Training large artificial intelligence (AI) models takes enormous computing power.
Often, multiple servers must work together to process data and adjust the model’s settings—a method called distributed deep learning.
But when these servers are in a shared cloud environment, like those used by many businesses and researchers, communication delays can slow everything down.
A team of researchers, led by the University of Michigan, may have found a way to fix this problem by rethinking how servers talk to each other during training.
The system they developed is called OptiReduce.
Unlike traditional methods that wait for every single server to report its data before moving on, OptiReduce sets time limits.
Once that time is up, it continues—even if some servers haven’t responded. This approach can lose a small amount of data, but OptiReduce cleverly estimates the missing information and keeps the AI model learning effectively.
The researchers presented their work at the USENIX Symposium on Networked Systems Design and Implementation in Philadelphia. Their idea challenges a long-standing assumption in AI training: that perfect communication between servers is necessary.
According to lead author Muhammad Shahbaz, an assistant professor of computer science at U-M, the approach is inspired by how computing evolved from general-purpose CPUs to specialized GPUs that are much better at handling AI tasks.
OptiReduce brings that same idea to communication by creating a system tailored for deep learning, rather than relying on one-size-fits-all data sharing.
Traditionally, distributed learning systems wait for the slowest server to finish before moving to the next step. This creates bottlenecks—much like a group of hikers constantly waiting for the slowest person to catch up. OptiReduce, instead, allows the group to move ahead after a set time. It adapts these time limits depending on how busy the network is—longer when there’s more congestion, shorter when things are quiet.
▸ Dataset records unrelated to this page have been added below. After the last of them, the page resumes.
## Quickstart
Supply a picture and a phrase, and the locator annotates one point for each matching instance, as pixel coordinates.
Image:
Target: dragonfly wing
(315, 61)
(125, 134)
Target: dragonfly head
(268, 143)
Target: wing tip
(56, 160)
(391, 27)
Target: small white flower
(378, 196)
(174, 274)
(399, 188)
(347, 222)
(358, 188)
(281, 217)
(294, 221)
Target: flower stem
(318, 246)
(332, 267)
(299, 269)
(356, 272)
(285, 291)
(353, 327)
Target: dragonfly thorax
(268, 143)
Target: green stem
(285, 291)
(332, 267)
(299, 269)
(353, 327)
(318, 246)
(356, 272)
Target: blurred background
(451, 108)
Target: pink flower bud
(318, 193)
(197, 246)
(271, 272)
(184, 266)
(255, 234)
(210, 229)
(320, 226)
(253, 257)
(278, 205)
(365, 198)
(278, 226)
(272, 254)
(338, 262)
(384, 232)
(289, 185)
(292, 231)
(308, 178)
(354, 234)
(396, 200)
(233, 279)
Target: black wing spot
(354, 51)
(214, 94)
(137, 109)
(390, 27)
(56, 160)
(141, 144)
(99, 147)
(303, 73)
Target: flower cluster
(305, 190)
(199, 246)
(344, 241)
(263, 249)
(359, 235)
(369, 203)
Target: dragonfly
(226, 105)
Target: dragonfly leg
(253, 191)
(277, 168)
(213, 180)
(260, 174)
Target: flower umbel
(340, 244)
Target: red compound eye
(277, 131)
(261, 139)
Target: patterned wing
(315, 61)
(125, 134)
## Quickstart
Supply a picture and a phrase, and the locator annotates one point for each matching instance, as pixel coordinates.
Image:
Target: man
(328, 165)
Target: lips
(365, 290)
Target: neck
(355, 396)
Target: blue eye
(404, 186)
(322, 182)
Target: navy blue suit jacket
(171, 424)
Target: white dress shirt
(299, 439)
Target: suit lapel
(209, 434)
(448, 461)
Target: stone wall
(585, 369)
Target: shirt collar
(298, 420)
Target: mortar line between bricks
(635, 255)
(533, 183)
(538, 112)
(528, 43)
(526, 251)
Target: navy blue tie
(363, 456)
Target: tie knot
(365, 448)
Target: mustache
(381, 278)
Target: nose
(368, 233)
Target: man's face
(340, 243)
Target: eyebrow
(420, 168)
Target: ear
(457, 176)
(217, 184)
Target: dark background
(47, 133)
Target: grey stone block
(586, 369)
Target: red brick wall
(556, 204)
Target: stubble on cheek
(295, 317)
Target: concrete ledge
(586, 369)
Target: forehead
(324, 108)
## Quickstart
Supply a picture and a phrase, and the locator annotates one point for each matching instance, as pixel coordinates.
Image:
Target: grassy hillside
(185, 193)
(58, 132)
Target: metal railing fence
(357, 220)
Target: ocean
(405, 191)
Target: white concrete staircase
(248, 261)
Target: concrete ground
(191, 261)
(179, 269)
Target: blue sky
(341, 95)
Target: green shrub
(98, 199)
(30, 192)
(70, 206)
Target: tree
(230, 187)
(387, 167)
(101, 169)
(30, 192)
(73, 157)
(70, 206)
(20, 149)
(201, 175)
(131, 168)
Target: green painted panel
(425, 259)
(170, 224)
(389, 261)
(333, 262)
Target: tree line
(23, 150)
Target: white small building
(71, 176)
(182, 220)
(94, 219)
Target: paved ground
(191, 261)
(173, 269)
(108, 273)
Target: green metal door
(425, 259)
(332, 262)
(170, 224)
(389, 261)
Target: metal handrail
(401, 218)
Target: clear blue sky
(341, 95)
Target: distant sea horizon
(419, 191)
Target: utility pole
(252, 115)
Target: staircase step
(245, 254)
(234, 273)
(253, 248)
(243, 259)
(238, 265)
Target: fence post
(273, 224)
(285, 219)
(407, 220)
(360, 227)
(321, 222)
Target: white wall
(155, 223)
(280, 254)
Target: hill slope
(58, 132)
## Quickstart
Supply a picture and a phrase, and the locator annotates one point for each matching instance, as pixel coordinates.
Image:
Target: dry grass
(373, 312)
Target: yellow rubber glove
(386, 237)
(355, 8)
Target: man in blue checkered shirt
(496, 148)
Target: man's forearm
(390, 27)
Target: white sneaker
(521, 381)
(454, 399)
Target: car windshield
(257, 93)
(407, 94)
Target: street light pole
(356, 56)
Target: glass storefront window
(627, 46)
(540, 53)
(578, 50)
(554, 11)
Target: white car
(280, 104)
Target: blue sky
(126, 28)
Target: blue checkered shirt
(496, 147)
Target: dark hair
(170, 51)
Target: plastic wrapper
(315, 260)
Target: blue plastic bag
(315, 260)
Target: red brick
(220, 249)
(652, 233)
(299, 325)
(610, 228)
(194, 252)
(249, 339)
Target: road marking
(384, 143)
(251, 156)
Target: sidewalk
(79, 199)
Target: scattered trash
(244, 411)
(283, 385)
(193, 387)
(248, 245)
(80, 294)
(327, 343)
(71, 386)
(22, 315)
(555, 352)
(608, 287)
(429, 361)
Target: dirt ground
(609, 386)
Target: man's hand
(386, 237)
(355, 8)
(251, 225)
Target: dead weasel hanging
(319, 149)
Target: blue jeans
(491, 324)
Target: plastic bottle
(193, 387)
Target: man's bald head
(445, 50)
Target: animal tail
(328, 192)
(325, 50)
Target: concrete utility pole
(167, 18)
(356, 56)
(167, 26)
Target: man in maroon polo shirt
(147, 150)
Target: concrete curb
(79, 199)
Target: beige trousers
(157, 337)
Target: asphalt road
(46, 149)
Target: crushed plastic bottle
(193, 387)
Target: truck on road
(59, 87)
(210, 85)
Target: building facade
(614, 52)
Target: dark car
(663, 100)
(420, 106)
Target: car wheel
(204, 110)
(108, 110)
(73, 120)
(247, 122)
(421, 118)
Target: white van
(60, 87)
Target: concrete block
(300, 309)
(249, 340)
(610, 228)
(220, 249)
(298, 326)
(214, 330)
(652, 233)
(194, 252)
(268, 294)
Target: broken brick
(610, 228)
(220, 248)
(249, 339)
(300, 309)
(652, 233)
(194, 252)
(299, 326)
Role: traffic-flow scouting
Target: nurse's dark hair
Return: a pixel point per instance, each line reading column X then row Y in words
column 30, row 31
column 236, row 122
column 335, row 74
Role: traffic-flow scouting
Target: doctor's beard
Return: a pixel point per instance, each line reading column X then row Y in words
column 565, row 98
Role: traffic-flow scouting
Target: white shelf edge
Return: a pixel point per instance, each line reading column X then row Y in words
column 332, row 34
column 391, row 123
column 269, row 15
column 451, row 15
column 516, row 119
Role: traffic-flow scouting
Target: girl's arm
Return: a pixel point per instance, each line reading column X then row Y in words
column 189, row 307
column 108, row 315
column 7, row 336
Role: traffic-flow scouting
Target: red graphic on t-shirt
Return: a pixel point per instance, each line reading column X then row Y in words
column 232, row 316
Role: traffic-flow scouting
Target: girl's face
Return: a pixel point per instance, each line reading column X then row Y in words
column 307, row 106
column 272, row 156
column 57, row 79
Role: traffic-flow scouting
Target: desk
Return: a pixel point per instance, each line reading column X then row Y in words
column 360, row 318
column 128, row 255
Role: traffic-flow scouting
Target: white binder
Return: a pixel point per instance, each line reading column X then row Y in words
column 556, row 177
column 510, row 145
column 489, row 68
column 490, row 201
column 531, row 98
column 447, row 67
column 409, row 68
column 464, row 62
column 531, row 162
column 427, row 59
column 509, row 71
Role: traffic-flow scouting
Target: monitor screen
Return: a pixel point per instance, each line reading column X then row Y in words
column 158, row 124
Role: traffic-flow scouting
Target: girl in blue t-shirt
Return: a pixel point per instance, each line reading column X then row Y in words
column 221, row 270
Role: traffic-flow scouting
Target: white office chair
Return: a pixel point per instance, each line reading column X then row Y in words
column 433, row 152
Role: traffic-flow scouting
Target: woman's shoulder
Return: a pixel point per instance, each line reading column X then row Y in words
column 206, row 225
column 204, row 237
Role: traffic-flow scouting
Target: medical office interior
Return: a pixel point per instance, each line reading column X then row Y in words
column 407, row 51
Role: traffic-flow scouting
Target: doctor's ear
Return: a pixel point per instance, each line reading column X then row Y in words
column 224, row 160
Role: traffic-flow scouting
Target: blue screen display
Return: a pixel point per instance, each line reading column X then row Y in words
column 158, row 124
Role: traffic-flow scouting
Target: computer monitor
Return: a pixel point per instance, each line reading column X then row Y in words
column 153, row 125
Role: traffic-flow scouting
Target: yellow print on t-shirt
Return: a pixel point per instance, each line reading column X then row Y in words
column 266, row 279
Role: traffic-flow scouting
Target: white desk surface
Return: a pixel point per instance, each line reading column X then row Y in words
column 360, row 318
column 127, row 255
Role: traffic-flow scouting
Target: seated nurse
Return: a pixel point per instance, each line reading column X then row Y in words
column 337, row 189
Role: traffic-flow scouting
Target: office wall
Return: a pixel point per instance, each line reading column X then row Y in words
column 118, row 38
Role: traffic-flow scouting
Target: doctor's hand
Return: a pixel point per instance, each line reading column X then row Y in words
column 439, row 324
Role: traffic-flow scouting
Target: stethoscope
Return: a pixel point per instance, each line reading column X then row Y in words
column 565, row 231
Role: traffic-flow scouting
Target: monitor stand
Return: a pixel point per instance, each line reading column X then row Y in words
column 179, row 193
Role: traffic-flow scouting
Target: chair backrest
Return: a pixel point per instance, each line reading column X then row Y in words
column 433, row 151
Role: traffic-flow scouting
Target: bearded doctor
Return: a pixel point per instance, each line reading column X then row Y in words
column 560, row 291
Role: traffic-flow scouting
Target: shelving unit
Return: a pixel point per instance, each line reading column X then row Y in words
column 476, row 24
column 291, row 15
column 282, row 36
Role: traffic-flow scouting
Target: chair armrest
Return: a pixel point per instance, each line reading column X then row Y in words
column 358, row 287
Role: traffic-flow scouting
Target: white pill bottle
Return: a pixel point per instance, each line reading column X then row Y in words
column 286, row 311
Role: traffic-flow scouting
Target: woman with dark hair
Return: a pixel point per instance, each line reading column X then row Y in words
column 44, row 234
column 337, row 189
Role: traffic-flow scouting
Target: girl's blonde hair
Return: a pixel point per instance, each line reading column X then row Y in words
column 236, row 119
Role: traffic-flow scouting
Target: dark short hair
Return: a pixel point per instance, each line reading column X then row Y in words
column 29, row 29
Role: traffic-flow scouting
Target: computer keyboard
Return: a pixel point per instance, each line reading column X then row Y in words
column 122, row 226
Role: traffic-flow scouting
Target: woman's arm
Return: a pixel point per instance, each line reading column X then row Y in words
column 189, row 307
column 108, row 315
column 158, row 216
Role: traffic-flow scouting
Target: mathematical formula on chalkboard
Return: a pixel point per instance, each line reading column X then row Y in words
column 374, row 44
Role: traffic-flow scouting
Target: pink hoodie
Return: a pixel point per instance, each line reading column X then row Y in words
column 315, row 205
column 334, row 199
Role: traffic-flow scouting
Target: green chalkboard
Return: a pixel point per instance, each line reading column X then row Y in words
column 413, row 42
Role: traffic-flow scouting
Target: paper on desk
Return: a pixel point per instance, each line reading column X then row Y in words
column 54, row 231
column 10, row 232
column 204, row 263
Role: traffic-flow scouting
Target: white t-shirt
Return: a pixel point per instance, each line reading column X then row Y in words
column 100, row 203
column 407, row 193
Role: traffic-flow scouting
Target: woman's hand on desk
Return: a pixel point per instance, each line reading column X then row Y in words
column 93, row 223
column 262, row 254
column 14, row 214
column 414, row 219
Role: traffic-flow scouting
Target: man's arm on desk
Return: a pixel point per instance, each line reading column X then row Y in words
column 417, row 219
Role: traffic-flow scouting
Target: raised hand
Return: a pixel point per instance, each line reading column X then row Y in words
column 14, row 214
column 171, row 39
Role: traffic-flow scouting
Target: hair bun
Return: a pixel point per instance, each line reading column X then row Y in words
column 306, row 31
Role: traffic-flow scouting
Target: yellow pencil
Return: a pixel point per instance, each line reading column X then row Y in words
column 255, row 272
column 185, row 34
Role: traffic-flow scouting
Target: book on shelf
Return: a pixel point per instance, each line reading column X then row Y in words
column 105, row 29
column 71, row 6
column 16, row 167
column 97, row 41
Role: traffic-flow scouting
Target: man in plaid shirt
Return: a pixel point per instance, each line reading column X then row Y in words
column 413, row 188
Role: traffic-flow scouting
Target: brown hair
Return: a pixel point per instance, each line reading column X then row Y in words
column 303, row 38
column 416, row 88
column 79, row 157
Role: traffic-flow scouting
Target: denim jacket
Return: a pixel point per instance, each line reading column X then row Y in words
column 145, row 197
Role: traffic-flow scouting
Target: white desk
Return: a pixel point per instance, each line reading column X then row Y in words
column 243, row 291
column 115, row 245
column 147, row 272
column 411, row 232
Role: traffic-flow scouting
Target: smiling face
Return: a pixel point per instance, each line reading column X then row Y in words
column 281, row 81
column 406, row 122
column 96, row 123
In tests run on both private and public cloud systems, OptiReduce trained AI models up to 70% faster than older methods like Gloo and 30% faster than NCCL, another widely used system. Even with about 5% of the data lost during training, large AI models such as Llama 4, Mistral 7B, and Falcon still reached their target accuracy. Smaller models were more affected by the data loss, but overall, the results showed that perfect communication isn’t always necessary.
The team sees this as the first step in building even faster systems. They’re now exploring ways to take the concept further by moving communication improvements from software to hardware, aiming for ultra-fast data transfer speeds.
With support from NVIDIA, VMware Research, and Feldera, this project could help reshape how AI models are trained—making the process faster, cheaper, and more efficient in the cloud.